I had to lay flat on my stomach to position their faces up against the sky and keep from picking up a lot of unwanted background distractions. I actually straightened out the horizon line in Photoshop. I couldn't think of all those things at the same time. I was just lucky to pick up the one smile that the little girl had for me.

Image 7--Who else combs everyone's hair before going into the pool, except for a family posing for me? This family group that you probably remember seeing recently took place in seconds! It had to. The water was freezing! I had recently made a more formal picture of this same family, so I had to come up with something different. Since they were visitors of my next-door neighbors, I thought of dumping them into the pool and going with that.


It's clear to see that two of the kids were not too happy with the water temperature. They would have smiled just to get out of the cold water!

Exposure was based on my previous successes of exposing for the bright sunlight--1/125 at f/16--and using a strong on-camera flash set for the same intensity. Could not have been easier, at least, from my vantage point. The family loved it! Plus, they could see the results on the back of my camera seconds after they jumped out of the pool.

Image 8--This portrait of mother and son was made in the midst of outrageously gorgeous countryside. So who cares? Not me! I was more interested in the bond between the two of them. Dressing them both in denim was only the beginning. Her holding him in her arms was the anchor to which I tied my vision.

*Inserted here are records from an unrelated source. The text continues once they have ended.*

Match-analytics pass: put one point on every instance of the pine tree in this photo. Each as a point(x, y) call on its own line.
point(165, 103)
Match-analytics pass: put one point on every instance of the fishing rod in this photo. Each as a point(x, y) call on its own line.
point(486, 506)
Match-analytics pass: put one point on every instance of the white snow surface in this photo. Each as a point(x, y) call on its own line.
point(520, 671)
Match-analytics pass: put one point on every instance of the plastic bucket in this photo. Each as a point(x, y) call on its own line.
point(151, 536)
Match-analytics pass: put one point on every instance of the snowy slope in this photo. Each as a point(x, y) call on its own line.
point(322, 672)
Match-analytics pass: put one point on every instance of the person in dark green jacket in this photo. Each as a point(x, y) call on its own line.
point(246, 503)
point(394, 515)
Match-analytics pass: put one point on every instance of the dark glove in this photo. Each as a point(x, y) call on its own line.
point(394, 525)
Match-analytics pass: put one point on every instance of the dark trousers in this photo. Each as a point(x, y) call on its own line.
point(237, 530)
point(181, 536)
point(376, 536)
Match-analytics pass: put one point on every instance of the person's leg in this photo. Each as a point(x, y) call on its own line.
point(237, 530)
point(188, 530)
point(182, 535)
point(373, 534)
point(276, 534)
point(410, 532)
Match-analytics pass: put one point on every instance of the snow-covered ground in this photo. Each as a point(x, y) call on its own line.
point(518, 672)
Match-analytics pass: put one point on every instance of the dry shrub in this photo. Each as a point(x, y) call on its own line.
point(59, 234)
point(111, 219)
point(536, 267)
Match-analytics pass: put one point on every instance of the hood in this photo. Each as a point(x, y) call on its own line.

I saw the sense of comfort that he had in his mother's grasp. That was all. I selected a "nothing" background for the portrait. It was merely the side of a building where I could control the main light that was coming from my left. The mother looked at me, but I directed her to see only her son.

My lens was wide-open. I focused on him. The whole world was in his eyes. That's what I saw. That's what I felt. That's what I photographed. All available light, but not out in the open. It was in a confined area where the light was blocked from overhead and from my right side. The directional light took my eyes--and yours--directly to the child. That's the story in a nutshell!